In the study appearing in the current issue of Cell, the researchers found that by deleting a protein, they could restore a critical DNA repair process, thereby dramatically reducing the risk for cancer in mice with the defective gene.

The gene, BRCA1, is one of two linked to deadly and hard-to-treat breast and ovarian cancers. According to the National Cancer Institute, six out of ten women who carry the mixed-up version of the gene will get breast cancer, making them five times more likely to come down with the disease than other women.

"In BRCA1 cells, the most important defect seems to be the inability to repair DNA breaks," Andre Nussenzweig, lead author of the study and a researcher at the Experimental Immunology Branch, National Cancer Institute, tells DOTmed News. "If you could overcome that defect, you'd have a cure for that risk."

Repairing errors

During DNA replication, the DNA strands sometimes snap. To fix the DNA, the body relies on a process known as homologous recombination. In this, the broken DNA borrows material from a neighboring (or sister) strand to fix the break. But with the BRCA1 mutation, this favored pathway can fail.

Instead, another, less efficient pathway takes over to fix the botched DNA replication. This one, called the non-homologous end-joining (NHEJ), works by gluing broken ends of the DNA back together.

"Normally, it's not toxic," says Nussenzweig. "And it's critical for the immune system," where it helps create immune cells to fight infection.
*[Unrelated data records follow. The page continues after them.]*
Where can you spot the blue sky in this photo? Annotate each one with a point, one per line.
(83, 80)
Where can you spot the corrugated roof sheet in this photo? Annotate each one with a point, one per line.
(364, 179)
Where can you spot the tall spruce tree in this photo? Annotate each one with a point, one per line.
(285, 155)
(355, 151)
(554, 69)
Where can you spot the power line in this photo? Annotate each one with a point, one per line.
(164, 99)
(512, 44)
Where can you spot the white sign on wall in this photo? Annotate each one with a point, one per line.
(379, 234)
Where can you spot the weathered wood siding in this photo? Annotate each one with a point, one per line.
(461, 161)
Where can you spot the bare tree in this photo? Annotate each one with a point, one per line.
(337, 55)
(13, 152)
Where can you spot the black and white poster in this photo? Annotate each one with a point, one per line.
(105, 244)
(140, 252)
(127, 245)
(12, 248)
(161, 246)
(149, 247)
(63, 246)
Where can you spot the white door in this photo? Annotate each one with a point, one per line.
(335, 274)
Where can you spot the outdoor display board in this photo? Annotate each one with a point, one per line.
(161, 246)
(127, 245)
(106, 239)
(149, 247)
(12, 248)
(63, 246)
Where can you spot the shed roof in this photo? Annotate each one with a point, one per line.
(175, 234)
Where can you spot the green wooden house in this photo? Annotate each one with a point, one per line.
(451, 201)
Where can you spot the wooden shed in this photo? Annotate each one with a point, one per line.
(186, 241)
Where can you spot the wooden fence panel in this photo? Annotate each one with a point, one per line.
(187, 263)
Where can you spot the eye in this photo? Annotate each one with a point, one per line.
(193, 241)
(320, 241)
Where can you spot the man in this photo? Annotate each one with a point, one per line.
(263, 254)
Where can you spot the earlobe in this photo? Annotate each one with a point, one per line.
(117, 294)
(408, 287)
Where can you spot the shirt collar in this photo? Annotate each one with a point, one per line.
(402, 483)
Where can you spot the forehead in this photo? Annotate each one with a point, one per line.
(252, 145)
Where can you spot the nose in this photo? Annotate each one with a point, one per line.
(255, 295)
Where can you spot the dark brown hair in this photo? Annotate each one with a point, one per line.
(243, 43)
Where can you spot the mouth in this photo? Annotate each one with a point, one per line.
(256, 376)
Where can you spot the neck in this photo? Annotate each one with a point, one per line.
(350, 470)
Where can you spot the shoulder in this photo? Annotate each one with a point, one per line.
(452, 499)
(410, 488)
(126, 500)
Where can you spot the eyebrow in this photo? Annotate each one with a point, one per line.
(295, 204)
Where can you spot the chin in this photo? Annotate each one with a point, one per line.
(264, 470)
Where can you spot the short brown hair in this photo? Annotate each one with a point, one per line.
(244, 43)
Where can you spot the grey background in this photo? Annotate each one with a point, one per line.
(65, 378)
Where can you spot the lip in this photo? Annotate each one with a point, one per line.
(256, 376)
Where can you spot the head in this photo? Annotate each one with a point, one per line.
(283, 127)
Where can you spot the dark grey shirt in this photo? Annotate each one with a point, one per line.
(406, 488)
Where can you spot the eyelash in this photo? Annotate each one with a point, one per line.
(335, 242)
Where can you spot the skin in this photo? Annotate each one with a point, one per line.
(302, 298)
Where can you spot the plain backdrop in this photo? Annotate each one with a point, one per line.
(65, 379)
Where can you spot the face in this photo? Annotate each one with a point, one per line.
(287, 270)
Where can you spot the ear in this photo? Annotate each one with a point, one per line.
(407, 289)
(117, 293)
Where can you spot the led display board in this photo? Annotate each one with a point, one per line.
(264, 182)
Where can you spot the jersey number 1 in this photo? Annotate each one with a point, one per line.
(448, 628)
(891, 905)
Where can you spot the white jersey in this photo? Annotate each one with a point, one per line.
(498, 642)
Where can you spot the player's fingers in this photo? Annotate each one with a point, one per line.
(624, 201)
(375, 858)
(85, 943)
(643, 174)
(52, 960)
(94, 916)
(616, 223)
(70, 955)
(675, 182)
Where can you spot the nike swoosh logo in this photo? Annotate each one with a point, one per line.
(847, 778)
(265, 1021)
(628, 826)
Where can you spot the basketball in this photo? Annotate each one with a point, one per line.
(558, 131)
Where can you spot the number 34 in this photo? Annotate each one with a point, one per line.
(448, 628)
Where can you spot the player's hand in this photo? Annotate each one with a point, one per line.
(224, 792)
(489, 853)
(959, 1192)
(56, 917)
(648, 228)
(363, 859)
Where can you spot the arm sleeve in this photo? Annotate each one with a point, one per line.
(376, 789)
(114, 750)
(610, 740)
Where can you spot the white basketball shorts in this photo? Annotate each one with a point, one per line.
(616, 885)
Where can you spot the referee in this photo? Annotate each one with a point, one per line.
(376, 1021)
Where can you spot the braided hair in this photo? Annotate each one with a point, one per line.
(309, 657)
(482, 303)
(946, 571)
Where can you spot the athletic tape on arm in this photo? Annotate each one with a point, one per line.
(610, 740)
But it's not very good at fixing DNA replication errors. And its shoddy repairs over time lead to chromosome aberrations, which in turn lead to genomic instability -- fertile grounds for tumor growth.

In their study, Nussenzweig and his colleagues found that could shut off NHEJ and let the more efficient HR pathway resume its work. And they did this by canceling out a protein called 53BP1.

Knocking out the protein

What appears to be happening is that the two repair pathways compete over the same resource, a protein called ATM. In normal mice with functioning BRCA1 genes, the HR pathway is able to somehow deactivate 53BP1 on its own, letting it use ATM to do the repair work. But in mice with the mutant, broken BRCA1 gene, the NHEJ pathway, thanks to the 53BP1 protein, is able to somehow start working first, taking up all the ATM.